Penn Researchers Unlock A Mystery Related To Acute Undifferentiated Leukemia

"This is how science works at its best. You begin with an interest in how cells work, and it leads to an understanding of the relationship of basic cellular proteins to a disease," said Debabrata Chakravarti, PhD., Assistant Professor of Pharmacology at the University of Pennsylvania School of Medicine and leader of the research team that made the discovery.

The findings are published today in the journal Cell.

Chakravarti's research, which began with his interest in a specific aspect of cell transcription – the change in a cell brought about by the action of DNA and protein -- has uncovered what he describes as "a plausible mechanism" for the function of a cancer-causing gene found in aberrant bone marrow cells.

Bone marrow contains pluripotent stem cells, which can give rise to lymphocytes and myeloid cells. Myeloid cells contribute to the work of the body's immune system -- but when they fail to differentiate, and therefore cannot perform their natural function, they trigger acute undifferentiated leukemia.

At the time of Chakravati's discovery, he and his group were working to identify the function of a group of cellular proteins, known collectively as INHAT, that regulates gene activity. The protein complex functions by modifying DNA through histones – the chain of proteins that coil around DNA.

As they moved forward in defining the aspects of INHAT that have to do with cell transcription, Penn's researchers discovered the identity of one of the proteins in the INHAT sequence is SET -- a putatiove oncogene.

"SET is present in every cell, but it functions only as an oncogene in patients suffering from acute undifferentiated leukemia. Nobody knows why this is so –but we do know that in leukemia patients it is always found fused to a second protein called CAN," Chakravarti said. The function of the SET-CAN fusion is also a mystery.

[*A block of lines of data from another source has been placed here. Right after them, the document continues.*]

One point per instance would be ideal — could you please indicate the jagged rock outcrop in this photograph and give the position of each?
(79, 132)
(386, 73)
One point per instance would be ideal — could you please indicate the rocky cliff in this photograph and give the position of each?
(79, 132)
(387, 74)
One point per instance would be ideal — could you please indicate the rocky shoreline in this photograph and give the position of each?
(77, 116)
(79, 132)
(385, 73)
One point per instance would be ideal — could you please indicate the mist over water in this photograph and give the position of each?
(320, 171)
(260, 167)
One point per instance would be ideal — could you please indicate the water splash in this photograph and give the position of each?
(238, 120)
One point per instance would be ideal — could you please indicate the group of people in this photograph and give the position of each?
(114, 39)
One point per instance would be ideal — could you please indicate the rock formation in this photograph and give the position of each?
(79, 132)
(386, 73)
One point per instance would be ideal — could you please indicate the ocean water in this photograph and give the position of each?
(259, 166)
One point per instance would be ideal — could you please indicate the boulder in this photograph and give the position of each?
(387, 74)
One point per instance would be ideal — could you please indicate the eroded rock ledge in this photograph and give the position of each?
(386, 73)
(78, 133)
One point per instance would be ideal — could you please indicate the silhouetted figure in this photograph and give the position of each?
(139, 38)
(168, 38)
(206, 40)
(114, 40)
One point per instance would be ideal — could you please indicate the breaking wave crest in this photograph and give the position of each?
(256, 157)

As they unraveled the INHAT protein sequence, the Penn scientists were also able to identify the function of SET. They now understand that in normal conditions, SET "masks" histones by wrapping itself around the ends of the protein chains, helping to prevent random commands from using the histones on the DNA to activate genes inappropriately – and therefore protecting the integrity of every cell's function.

Now that SET's presence in healthy cells is understood, it will be easier for scientists to decipher what the protein's presence means when it appears as part of SET-CAN in cancer cells, Chakravarti said.

"Previously, neither the function of SET nor CAN was understood. Now that we understand at least one function, we can investigate whether the SET-CAN fusion contributes to leukemia by promoting aberrant histone modification," he said. "We can also investigate the separate function of CAN. And we can investigate how these two proteins alter one another."

"Our work answered one small question. But more important, it opens up so many new avenues of research," he said. The study was funded by grants from the National Institutes of Health, the University of Pennsylvania Cancer Center and the University of Pennsylvania Diabetes Center.

Members of Chakravarti's staff who assisted in the research include Sang-beom Seo, PhD; Peter McNamara, PhD; Soyoung Heo, and April Turner. The study was conducted in collaboration with William S. Lane, PhD., of the Department of Microchemistry and the Proteomics Analysis Facility at Harvard University.